A combined regression S-EOF method, which is similar to that used by Kao and Yu (2009), is performed to the covariance matrix of residual SST anomalies to identify the leading structure of the CP-El Niño. The S-EOF (Season-reliant Empirical Orthogonal Function, Wang and An, 2005) is an effective method to examine the seasonal evolution of the El Niño phenomenon. To apply such a method, the monthly data need to be reorganized to obtain a four-season sequential spatial domain so that the spatial vectors of S-EOF modes have a scale of four while the time series varies yearly. The S-EOF results are sensitive to the selection of seasonal sequences. Based on sensitivity tests, the seasonal sequence starting from MAM(0) to DJF(1) was selected to better show the SSTA developing pattern of the CP-El Niño. After the leading mode is obtained, all other variables are monthly or seasonally regressed onto the principle component (PC) to examine the air-sea interaction during the development of the CP-El Niño.

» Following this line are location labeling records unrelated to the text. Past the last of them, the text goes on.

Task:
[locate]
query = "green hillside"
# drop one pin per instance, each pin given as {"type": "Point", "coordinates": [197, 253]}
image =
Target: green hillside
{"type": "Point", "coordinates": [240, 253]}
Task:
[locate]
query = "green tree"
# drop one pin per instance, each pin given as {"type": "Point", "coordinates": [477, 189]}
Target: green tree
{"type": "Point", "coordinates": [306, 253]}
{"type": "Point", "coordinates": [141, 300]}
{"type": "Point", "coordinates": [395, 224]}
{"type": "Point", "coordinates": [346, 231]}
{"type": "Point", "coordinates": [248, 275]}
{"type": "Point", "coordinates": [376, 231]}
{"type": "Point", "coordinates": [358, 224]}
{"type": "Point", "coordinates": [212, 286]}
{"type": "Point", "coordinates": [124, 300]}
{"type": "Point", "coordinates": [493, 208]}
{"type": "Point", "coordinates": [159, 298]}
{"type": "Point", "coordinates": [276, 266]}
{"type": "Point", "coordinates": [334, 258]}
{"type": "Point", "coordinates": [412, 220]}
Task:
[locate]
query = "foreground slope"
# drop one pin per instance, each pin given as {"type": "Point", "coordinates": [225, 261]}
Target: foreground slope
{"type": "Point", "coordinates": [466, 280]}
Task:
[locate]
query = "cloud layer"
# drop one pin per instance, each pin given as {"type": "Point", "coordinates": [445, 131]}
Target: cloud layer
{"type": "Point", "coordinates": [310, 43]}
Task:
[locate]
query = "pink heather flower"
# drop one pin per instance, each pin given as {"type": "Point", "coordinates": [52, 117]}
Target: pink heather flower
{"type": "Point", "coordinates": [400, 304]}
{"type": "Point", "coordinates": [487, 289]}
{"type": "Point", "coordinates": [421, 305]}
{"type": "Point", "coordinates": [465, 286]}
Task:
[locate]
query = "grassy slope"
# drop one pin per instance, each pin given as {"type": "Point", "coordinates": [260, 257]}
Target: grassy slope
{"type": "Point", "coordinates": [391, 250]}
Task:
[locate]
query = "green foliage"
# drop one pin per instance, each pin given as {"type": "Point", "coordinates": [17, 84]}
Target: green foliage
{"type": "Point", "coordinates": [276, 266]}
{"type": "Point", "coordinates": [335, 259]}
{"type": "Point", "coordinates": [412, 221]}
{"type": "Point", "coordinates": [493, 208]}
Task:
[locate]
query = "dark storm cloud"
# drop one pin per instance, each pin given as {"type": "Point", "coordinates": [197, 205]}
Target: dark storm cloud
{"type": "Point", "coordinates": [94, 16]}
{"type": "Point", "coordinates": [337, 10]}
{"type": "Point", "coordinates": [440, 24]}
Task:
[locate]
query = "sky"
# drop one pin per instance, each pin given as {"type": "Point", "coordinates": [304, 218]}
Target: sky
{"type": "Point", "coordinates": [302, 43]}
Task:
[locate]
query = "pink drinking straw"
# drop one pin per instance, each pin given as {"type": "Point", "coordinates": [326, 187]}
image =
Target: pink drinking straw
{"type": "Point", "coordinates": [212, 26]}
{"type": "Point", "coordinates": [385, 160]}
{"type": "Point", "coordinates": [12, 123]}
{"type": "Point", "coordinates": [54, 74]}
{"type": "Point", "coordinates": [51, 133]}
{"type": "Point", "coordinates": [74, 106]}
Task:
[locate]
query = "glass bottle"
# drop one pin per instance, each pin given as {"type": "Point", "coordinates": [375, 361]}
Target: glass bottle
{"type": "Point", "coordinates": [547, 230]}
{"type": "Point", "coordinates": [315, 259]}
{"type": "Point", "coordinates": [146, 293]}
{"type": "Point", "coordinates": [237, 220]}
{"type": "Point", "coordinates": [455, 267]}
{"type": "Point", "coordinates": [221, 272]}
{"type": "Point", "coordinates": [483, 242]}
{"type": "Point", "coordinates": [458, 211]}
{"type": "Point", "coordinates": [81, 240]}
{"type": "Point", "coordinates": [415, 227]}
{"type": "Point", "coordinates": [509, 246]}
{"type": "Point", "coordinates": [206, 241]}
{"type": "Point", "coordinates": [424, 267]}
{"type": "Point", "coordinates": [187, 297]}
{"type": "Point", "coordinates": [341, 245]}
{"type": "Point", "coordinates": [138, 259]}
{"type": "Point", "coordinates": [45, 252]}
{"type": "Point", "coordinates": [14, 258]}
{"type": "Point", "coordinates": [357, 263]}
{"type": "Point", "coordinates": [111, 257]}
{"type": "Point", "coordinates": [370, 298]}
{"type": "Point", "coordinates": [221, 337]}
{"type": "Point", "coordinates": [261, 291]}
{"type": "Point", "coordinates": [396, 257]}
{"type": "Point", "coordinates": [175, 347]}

Fig.2 (a) Niño-3R and Niño-3 indices during 1960–2009, (b) linear regression of SSTA onto the Niño-3R index, (c) standard deviation of the residual SSTA after the Niño-3R related SSTA are removed. The boxes from left to right denote Niño-4 region (solid black line), Niño-3.4 region (dotted purple line), and Niño-3 region (solid black line), respectively.

3 Air-Sea Interaction

3.1 S-EOF Results

The statistical results from the S-EOF of residual SSTA in the tropical Pacific (120˚E–80˚W, 30˚S–30˚N) are shown in Fig.3. The leading S-EOF mode accounts for 17% of the total variance in the residual SSTA. The spatial patterns clearly display the seasonal development of the CP-El Niño SSTA. The spring (MAM) pattern shows a horseshoe shape with strong positive SSTA extending from subtropical north and south American shore to equatorial central Pacific and weak out-of-phase SSTA in the far eastern Pacific (Fig.3a). This horseshoe-like pattern persists through summer (JJA). The hemispheric asymmetry is clearly shown by the enhanced SSTA in the north branch and the nearly unchanged SSTA in the south branch (Fig.3b). Although the positive SSTA distribution is still horseshoe-like in autumn (SON), the warming center shifts to the equatorial central Pacific (Fig.3c). The warm water is intensified in the boreal winter (Fig.3d). Because of the extension of its influence into the far eastern Pacific, the negative SSTA signals can be reversed there. Generally, the winter time SSTA pattern matches the mature phase of the CP-El Niño, which has been obtained by means of composite and regression in the above-mentioned studies. Throughout the four seasons, the most remarkable signals are the propagation of positive SST anomalies from north subtropical Pacific into the equatorial central Pacific in spring and summer, and the movement of the stronger and broader warming center to the eastern Pacific in autumn and winter. However, in the south branch of the horseshoe, moderate positive SSTA is maintained and no clear propagation is observed through seasons.

Fig.3 The leading S-EOF mode of seasonal mean residual SSTA in the tropical Pacific during 1960–2009. The fractional variance is 17%. The seasonal sequence starts from MAM(0) to DJF(1) as shown in (a) to (d).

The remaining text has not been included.